Scientists recently conducted an AI test to evaluate cognitive decline using advanced language models such as ChatGPT 4, ChatGPT 4o, Claude, and Gemini. The results revealed unexpected cognitive deficits comparable to those observed in humans, with MoCA scores ranging from 16 to 26. These findings raise questions about the use of AI in clinical medicine and emphasize the need for skepticism regarding the recommendations provided by these models.
Key Information
- Assessment of cognitive decline through AI tests.
- Analysis of several language models with varied results.
- MoCA scores reveal cognitive deficits similar to those in humans.
- Questioning of expectations regarding AI in clinical medicine.
AI Tested Against Cognitive Decline
Researchers have recently undertaken an unprecedented initiative by subjecting various advanced language models to intelligence tests aimed at evaluating cognitive decline, an approach that generates both curiosity and astonishment in the field of cognitive sciences. The language models examined include ChatGPT 4, ChatGPT 4o, Claude, and Gemini, all of which are some of the most advanced artificial intelligence products of our time.

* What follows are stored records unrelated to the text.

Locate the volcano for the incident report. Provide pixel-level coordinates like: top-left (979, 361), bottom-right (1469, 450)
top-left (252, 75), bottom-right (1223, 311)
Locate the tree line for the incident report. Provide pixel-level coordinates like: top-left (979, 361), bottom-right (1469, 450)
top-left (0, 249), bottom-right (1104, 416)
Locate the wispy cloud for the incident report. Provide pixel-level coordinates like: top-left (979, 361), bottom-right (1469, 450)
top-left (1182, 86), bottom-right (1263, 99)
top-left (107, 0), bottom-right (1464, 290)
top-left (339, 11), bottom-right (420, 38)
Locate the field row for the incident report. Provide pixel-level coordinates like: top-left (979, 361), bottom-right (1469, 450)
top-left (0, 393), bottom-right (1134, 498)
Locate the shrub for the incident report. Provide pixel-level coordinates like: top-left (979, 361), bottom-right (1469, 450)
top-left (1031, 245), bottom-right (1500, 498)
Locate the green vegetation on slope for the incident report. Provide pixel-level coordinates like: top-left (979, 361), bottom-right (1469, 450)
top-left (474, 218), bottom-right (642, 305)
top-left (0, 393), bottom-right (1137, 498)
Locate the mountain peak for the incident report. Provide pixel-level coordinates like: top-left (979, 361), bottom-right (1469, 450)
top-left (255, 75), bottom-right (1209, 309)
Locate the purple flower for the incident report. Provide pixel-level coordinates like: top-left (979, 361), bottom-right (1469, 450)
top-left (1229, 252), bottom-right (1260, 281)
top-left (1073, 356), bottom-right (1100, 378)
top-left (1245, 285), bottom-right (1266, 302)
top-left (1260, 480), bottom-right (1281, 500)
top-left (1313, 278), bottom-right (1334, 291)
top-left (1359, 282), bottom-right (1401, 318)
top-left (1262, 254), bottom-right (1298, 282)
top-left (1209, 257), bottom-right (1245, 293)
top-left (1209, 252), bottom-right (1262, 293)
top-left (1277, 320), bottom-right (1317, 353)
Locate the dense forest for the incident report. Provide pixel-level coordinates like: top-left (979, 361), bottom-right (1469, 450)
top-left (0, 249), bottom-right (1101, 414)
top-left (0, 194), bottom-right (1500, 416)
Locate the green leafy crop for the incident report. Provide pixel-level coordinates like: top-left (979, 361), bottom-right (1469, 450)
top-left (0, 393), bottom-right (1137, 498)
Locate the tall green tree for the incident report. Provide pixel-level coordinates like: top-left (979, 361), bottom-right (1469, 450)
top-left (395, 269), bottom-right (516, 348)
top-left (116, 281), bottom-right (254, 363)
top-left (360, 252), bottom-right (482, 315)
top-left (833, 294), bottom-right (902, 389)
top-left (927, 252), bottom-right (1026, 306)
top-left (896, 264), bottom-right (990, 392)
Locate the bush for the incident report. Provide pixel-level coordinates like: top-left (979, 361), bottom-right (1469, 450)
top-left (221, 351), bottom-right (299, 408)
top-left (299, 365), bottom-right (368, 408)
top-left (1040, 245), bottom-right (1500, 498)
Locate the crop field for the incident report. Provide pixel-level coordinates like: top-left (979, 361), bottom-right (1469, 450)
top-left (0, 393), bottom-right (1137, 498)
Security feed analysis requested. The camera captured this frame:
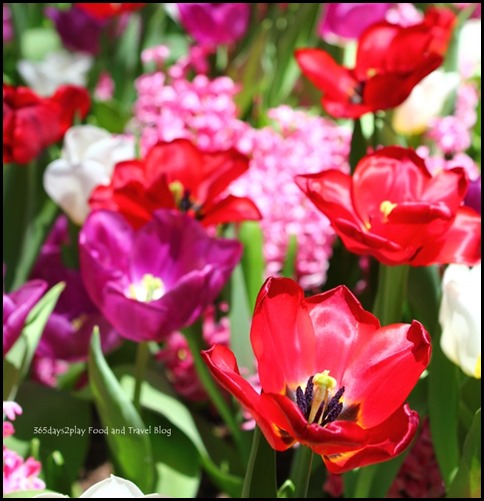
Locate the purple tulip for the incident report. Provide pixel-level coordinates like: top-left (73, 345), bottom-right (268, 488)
top-left (45, 6), bottom-right (106, 55)
top-left (177, 3), bottom-right (250, 46)
top-left (318, 3), bottom-right (394, 42)
top-left (3, 280), bottom-right (47, 357)
top-left (31, 216), bottom-right (121, 362)
top-left (464, 176), bottom-right (481, 214)
top-left (79, 210), bottom-right (242, 341)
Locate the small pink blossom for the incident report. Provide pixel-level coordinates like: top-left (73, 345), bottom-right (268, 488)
top-left (385, 3), bottom-right (424, 28)
top-left (3, 401), bottom-right (45, 495)
top-left (94, 71), bottom-right (114, 101)
top-left (231, 106), bottom-right (350, 289)
top-left (156, 306), bottom-right (230, 402)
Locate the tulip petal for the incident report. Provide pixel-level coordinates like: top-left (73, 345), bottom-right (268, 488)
top-left (323, 405), bottom-right (419, 473)
top-left (196, 148), bottom-right (249, 201)
top-left (295, 169), bottom-right (361, 228)
top-left (295, 49), bottom-right (358, 102)
top-left (200, 195), bottom-right (262, 226)
top-left (340, 320), bottom-right (431, 428)
top-left (260, 393), bottom-right (367, 454)
top-left (304, 286), bottom-right (380, 382)
top-left (202, 345), bottom-right (295, 451)
top-left (250, 277), bottom-right (315, 393)
top-left (412, 207), bottom-right (481, 266)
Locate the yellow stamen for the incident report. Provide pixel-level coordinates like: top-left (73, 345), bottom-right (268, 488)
top-left (380, 200), bottom-right (398, 223)
top-left (128, 273), bottom-right (165, 303)
top-left (308, 371), bottom-right (336, 423)
top-left (170, 181), bottom-right (185, 205)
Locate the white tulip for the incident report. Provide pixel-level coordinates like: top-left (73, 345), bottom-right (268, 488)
top-left (393, 70), bottom-right (459, 135)
top-left (44, 125), bottom-right (135, 225)
top-left (34, 475), bottom-right (165, 499)
top-left (457, 19), bottom-right (481, 78)
top-left (439, 264), bottom-right (481, 379)
top-left (17, 50), bottom-right (93, 96)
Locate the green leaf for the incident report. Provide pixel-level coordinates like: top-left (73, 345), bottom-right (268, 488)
top-left (373, 263), bottom-right (409, 325)
top-left (277, 480), bottom-right (296, 498)
top-left (89, 101), bottom-right (131, 134)
top-left (3, 283), bottom-right (65, 400)
top-left (282, 233), bottom-right (297, 280)
top-left (447, 409), bottom-right (481, 499)
top-left (116, 367), bottom-right (242, 497)
top-left (408, 266), bottom-right (460, 486)
top-left (238, 221), bottom-right (265, 310)
top-left (428, 338), bottom-right (459, 486)
top-left (42, 451), bottom-right (72, 493)
top-left (267, 3), bottom-right (321, 108)
top-left (12, 195), bottom-right (59, 288)
top-left (408, 266), bottom-right (441, 334)
top-left (88, 329), bottom-right (155, 492)
top-left (5, 381), bottom-right (91, 482)
top-left (229, 264), bottom-right (254, 372)
top-left (241, 427), bottom-right (277, 498)
top-left (144, 412), bottom-right (201, 498)
top-left (20, 28), bottom-right (62, 61)
top-left (349, 118), bottom-right (368, 172)
top-left (227, 19), bottom-right (272, 116)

Surprising Results and Comparisons
The results of these tests are striking and raise crucial questions about the cognitive capabilities of LLMs (large language models). Indeed, the scores obtained show a cognitive deficit comparable to that observed in humans, particularly in the context of neurodegenerative diseases. The score from the MoCA (Montreal Cognitive Assessment) test reveals that ChatGPT 4o scored 26 out of 30, indicating a slight decline, while ChatGPT 4 and Claude both scored 25 out of 30. In contrast, the score of Gemini is particularly alarming at just 16 out of 30, classified as severe.
Weaknesses of LLMs
A deeper analysis of the results highlights specific weaknesses in the area of executive function and visual-spatial perception among LLMs. These results are notable as they evoke direct comparisons with human patients displaying the early signs of dementia. This interconnection between AI model performance and cognitive symptoms in humans raises ethical and practical questions about the use of LLMs in critical contexts.
Improvements and Limitations of LLMs
The findings also underscore that notable improvements have been observed in recent versions of LLMs, indicating significant potential for evolution. However, it is essential to emphasize the impossibility of diagnosing LLMs as if they were human brains, highlighting the necessary temperance in interpreting the results. While there is hope for a future where AI could transform the medical sector, these discoveries challenge lofty expectations concerning its capabilities.
Skepticism Towards LLM Advice
In this regard, it is recommended to exercise skepticism regarding advice provided by these LLMs, especially when individual health is at stake. Although they are capable of processing and analyzing data at an impressive level, their interpretation of human cognitive results should not be confused with medical diagnosis. Caution is warranted, as the implications of their incorrect use could be severe.
Future of Cognitive Assessment and Improvement Potential
Ultimately, this research paves the way for discussions about the potential for future improvement in cognitive assessments within the framework of LLMs. As scientists continue their work, these surprising results may help better understand not only artificial intelligence but also our own cognition. The reflections and dialogues generated by this study are essential for navigating a future where AI and clinical medicine could intertwine meaningfully.